[P30-05] 当院で経験した一側肺動脈欠損の2 例
キーワード:先天性心疾患, 肺動脈欠損, 新生児
【緒言】一側肺動脈欠損(UPAA)の多くは心内奇形を合併するが、合併心奇形を認めない孤立性肺動脈欠損も稀に存在する。今回、当院で異なるUPAAの新生児症例2例を経験したので報告する。【症例1】在胎25週の胎児心エコーで総動脈幹症(A3)が疑われた。母体は35歳、3経妊1経産。2型糖尿病あり、妊娠判明前まで経口血糖降下剤内服。喫煙歴あり(30本/日)。在胎43週4日に出生した男児。出生体重3,684g、Apgar 6/8。NICU入院後の心エコー・造影CT検査でFallot四徴・左肺動脈欠損・動脈管開存・総肺静脈還流異常(心臓型)と診断。左肺動脈主枝は欠損、末梢側には動脈管が接合しておりPG製剤を開始。生後1か月時にBTシャント術、左肺動脈形成術、共通肺静脈・左房吻合術施行。現在根治手術待機中。【症例2】妊娠経過中の異常指摘なし。

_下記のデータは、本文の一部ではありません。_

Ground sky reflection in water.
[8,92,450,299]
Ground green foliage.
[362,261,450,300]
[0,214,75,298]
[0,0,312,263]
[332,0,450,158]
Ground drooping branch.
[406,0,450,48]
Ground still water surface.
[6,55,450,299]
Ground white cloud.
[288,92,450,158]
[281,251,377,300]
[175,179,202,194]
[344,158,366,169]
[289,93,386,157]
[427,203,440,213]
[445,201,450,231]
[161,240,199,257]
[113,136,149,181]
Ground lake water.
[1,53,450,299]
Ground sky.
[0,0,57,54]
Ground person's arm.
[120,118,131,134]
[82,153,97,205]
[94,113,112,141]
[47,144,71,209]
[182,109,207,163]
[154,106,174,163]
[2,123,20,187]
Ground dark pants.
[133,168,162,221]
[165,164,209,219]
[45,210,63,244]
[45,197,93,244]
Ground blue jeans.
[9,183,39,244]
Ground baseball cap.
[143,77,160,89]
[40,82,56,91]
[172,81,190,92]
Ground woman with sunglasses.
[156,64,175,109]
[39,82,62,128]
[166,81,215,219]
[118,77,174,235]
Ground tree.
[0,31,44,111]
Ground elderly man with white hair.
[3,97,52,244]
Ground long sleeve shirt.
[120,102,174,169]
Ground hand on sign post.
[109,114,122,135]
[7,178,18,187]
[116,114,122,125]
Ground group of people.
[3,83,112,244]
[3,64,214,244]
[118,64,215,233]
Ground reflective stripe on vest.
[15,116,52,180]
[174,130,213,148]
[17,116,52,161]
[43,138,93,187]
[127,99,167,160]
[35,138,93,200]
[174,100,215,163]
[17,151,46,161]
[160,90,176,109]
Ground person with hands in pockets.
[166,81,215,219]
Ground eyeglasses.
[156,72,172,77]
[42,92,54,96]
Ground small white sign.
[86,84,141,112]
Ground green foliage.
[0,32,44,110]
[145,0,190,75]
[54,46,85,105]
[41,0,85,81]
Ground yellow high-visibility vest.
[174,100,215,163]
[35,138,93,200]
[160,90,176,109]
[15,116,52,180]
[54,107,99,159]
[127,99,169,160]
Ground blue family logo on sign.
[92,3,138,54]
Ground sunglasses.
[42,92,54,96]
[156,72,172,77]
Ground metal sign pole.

母体は39歳、1経妊0経産。喫煙歴あり(5本/日)。在胎39週3日に出生した女児。出生体重2,715g、Apgar 8/9。生後3時間に啼泣時のチアノーゼと経脾酸素飽和度の上下肢差を認めNICU入院。心エコー・造影CT検査で孤立性右肺動脈欠損と診断。利尿剤の内服、生理的肺高血圧の改善とともに多呼吸、酸素飽和度低下は改善。生後1か月時に心臓カテーテル検査施行。右肺動脈主枝は造影されず、上行大動脈から右肺への細い側副血行動脈を認めた。末梢肺動脈は造影されずシャント手術は不可能と判断。現在投薬無く無症状で外来フォロー中。【考案】UPAAは、発生学的報告から心内奇形合併例は左側に多く、孤立性は右側に多い。孤立性のUPAAは無症状で経過し、成人期に肺高血圧を合併し発見されることが多いため新生児期に本疾患を診断する意義は高いと思われる。